Week of 210215
WLCG Operations Call details
- For remote participation we use Zoom: https://cern.zoom.us/j/99591482961
- The pass code is provided on the
wlcg-operations
list.
- You can contact the
wlcg-ops-coord-chairpeople
list (at cern.ch
) if you do not manage to subscribe.
General Information
- The purpose of the meeting is:
- to report significant operational issues (i.e. issues which can or did degrade experiment or site operations) which are ongoing or were resolved after the previous meeting;
- to announce or schedule interventions at Tier-1 sites;
- to inform about recent or upcoming changes in the experiment activities or systems having a visible impact on sites;
- to provide important news about the middleware;
- to communicate any other information considered interesting for WLCG operations.

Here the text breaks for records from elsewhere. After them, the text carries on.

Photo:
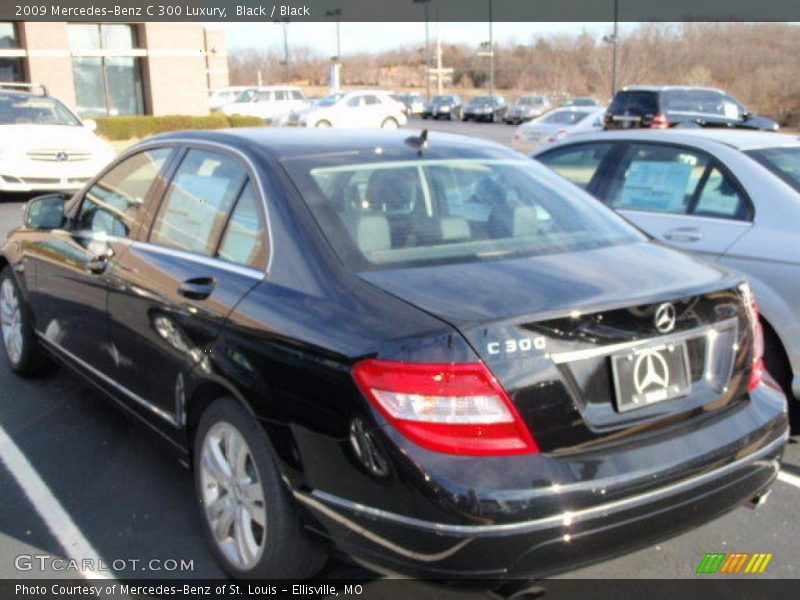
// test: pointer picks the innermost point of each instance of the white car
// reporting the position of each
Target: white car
(269, 103)
(363, 109)
(556, 125)
(44, 146)
(219, 97)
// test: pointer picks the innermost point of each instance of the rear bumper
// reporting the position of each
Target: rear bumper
(544, 541)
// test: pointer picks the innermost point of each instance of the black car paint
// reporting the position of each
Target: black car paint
(643, 116)
(283, 343)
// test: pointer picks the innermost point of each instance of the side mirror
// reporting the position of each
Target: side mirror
(46, 212)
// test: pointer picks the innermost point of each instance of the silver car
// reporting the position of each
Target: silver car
(557, 125)
(527, 108)
(732, 196)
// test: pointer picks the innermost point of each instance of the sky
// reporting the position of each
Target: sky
(374, 37)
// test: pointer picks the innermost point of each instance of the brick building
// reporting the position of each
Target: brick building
(117, 68)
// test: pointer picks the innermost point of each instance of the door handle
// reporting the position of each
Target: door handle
(683, 234)
(97, 265)
(198, 288)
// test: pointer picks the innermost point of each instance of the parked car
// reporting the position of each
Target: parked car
(527, 108)
(436, 357)
(731, 196)
(485, 108)
(448, 106)
(219, 97)
(662, 107)
(360, 109)
(414, 103)
(556, 126)
(269, 103)
(43, 145)
(581, 101)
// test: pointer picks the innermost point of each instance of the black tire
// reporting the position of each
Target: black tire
(288, 553)
(33, 360)
(778, 366)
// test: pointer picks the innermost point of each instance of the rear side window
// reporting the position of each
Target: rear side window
(670, 179)
(196, 206)
(245, 238)
(114, 204)
(638, 103)
(577, 163)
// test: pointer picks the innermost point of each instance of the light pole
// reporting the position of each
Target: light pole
(427, 48)
(336, 13)
(285, 25)
(491, 52)
(613, 39)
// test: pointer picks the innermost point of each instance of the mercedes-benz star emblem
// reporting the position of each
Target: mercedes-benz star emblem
(650, 370)
(665, 317)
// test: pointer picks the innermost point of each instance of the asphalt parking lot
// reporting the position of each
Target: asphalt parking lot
(107, 488)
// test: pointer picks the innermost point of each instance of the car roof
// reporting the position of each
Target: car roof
(664, 88)
(739, 139)
(290, 142)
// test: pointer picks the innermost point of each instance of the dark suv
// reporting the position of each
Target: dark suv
(661, 107)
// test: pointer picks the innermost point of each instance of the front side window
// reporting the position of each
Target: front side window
(577, 163)
(114, 204)
(389, 213)
(34, 110)
(198, 201)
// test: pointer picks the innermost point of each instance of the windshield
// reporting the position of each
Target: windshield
(38, 110)
(330, 100)
(565, 117)
(392, 213)
(784, 162)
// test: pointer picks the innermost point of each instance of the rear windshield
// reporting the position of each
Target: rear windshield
(638, 103)
(784, 162)
(565, 117)
(34, 110)
(388, 213)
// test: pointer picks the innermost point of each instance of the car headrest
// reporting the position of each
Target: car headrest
(392, 190)
(454, 228)
(525, 222)
(369, 230)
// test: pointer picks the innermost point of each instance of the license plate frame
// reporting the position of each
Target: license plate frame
(650, 375)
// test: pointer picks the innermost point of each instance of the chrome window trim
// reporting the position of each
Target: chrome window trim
(682, 336)
(183, 143)
(564, 519)
(171, 419)
(217, 263)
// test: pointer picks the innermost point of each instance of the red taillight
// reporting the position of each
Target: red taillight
(757, 369)
(659, 121)
(456, 409)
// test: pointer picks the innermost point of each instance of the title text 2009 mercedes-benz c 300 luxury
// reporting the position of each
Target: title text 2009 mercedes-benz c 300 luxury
(429, 354)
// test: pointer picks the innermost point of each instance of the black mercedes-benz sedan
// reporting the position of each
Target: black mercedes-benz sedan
(429, 354)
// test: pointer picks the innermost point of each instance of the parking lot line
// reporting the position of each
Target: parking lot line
(789, 478)
(61, 525)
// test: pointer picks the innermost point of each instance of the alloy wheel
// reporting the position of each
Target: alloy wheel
(11, 321)
(233, 496)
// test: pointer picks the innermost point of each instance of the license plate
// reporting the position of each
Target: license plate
(650, 375)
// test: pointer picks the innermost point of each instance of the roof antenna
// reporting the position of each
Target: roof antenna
(420, 142)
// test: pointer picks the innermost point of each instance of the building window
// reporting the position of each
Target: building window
(11, 65)
(106, 81)
(8, 35)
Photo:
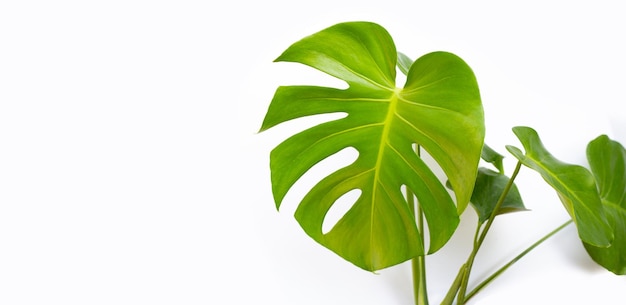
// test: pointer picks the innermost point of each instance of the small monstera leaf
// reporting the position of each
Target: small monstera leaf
(438, 109)
(574, 184)
(607, 160)
(487, 191)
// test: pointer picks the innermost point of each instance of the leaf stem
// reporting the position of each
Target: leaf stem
(418, 263)
(483, 234)
(514, 260)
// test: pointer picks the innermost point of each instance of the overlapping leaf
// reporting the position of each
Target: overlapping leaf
(607, 160)
(574, 184)
(438, 109)
(488, 189)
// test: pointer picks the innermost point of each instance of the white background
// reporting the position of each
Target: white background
(131, 171)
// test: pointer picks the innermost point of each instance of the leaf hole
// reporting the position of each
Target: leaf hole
(339, 209)
(314, 175)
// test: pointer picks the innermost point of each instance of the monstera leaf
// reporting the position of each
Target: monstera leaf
(439, 110)
(607, 160)
(487, 191)
(574, 184)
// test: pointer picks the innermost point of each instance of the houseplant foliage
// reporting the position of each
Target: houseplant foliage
(383, 123)
(437, 111)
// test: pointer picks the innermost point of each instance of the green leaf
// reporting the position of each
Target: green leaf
(488, 189)
(607, 160)
(574, 184)
(404, 63)
(438, 109)
(493, 157)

- The meeting should run from 15:00 Geneva time until 15:20, exceptionally to 15:30.
- The SCOD rota for the next few weeks is at ScodRota
- Whenever a particular topic needs to be discussed at the operations meeting requiring information from sites or experiments, it is highly recommended to announce it by email to wlcg-scod@cernSPAMNOTNOSPAMPLEASE.ch to allow the SCOD to make sure that the relevant parties have the time to collect the required information, or invite the right people at the meeting.
Best practices for scheduled downtimes
Monday
Attendance:
- local:
- remote: Alberto (Monitoring), Andrew P (NL-T1), Borja (Chair, Monitoring), Christoph (CMS), Claudia (?), Daniel (Security), Darren (RAL), David (IN2P3-CC), Dave (FNAL), Federico (LHCb), Julia (WLCG), Luis (Computing), Petr (ATLAS), Steven (Storage), Xavier (KIT)
Experiments round table:
- ATLAS reports (raw view) -
- Stable production and quick recovery after Friday DB network incident
- Enforcing CPU core limits (RDataFrame) - improve our job submission side but also sites needs to configure properly their local batch system
- HTTP-TPC explicit pull mode configured in Rucio (no more automatic fallback between pull > push with FTS pilot instance)
- Sharing FTS instance between VO - unable to set active connection limit per VO (ATLAS vs. Belle)
- CMS reports (raw view) -
- Outage at CERN from Friday
- Notices by individual users (issues with VOMS client, login to web pages ...)
- CTA at CERN went down
- No severe impact on central production
- ALICE
- Continued very high activity levels.
- New record on Sunday: 183k concurrently running jobs.
- No major issues.
- LHCb reports (raw view) -
- Activity:
- MC and WG productions; User jobs.
- Issues:
- CERN: ticket (GGUS:150584) for jobs HELD at CERN
- ticket was closed - we lost pilots there.
- IN2P3:Job submission issue (GGUS:150406)
- GRIDKA: Job submission issue (GGUS:150403)
- From the above tickets, and from other ones: we have a general issue on how to run on HtCondorCEs. We don't want to run a local schedd as this is not something formally requested. As a temporary measure, we have been adding a line in our submission string so that the job (pilot) outputs is deleted in the next 24 hours, but this might be not ideal/fragile. A proper solution will not come easily (would require development) and this is not on the horizon.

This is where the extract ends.